Artist Statement for Tools and Figures
…disorders and remedies
My work revolves around the idea of beauty. The common thought and perception of beauty is often universal. Those in the world who do not fit within the commonalities are often times quickly dismissed and people with deformities are sometimes even cast-out of society. I view these differences as beautiful. I feel that as a society, we suffer from a lack of compassion for people that do not closely resemble us. My figurative sculptures are meant to celebrate this cross section of the society we live in. The outcasts, the people who are hidden away in intuitions to eventually be “fixed”, these are the people who excite me. The difference in the way a face can be configured, to me, is like drawing a robust model, filled with curves, angles and fantastic shapes. These pieces celebrate people for who they are, for all of their differences. By drawing from the ideas of Greek and Roman busts, I give the people with disorders and anomalies a sense of beauty and importance in our culture and our lives and hopefully increase our own sense of awareness of the society we live in.
I also make ceramic sculpture derived from historic medical tools and devices. The work concentrates on the interaction of objects, color, movement, mass and specified disorders they are meant to work on. I carefully choose antique objects to recreate distorting the scale to remove them from their original context. Construction of these pieces is a complicated task where I coil-build, throw and alter many parts before entire pieces take their final shape. I then glaze them using rust-like textured glazes, contrasting very shiny glazes and sometimes use decals further removing them from their original shiny metal environment.

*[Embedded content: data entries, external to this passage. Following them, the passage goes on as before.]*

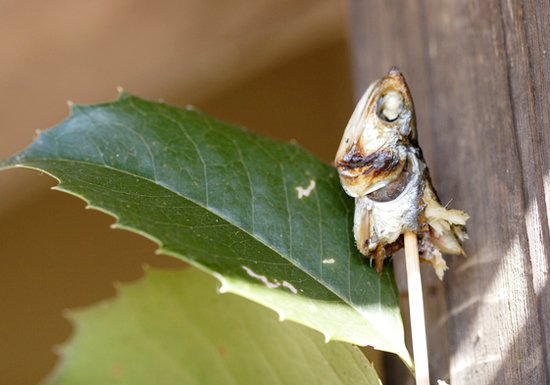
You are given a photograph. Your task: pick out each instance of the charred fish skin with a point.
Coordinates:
(381, 165)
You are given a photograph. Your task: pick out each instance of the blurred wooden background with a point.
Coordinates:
(480, 77)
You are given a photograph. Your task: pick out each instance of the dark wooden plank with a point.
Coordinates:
(479, 73)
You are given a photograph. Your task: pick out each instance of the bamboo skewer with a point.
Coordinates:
(416, 308)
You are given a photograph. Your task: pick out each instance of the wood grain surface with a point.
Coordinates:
(479, 72)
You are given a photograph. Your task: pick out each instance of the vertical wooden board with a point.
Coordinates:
(479, 74)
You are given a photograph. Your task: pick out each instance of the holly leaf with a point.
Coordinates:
(171, 328)
(269, 220)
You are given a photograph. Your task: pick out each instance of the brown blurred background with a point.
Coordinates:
(280, 68)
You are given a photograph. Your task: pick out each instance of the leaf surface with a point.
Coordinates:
(172, 328)
(269, 220)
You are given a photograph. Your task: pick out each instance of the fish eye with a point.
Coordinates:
(390, 106)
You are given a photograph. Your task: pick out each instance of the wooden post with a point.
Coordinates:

Both styles of sculpture that I make appear to be very different, however they are very closely related and are continually informing each other. I often think of my work in terms of disorders and remedies; the figures are depicting the disorders and then there are the tools for treatment. I intend for my work to force the viewer into a challenging and sometimes uncomfortable relationship with the object and elicit a physical reaction, whether it is cringing, questioning or smiling; this allows the viewer to experience the piece.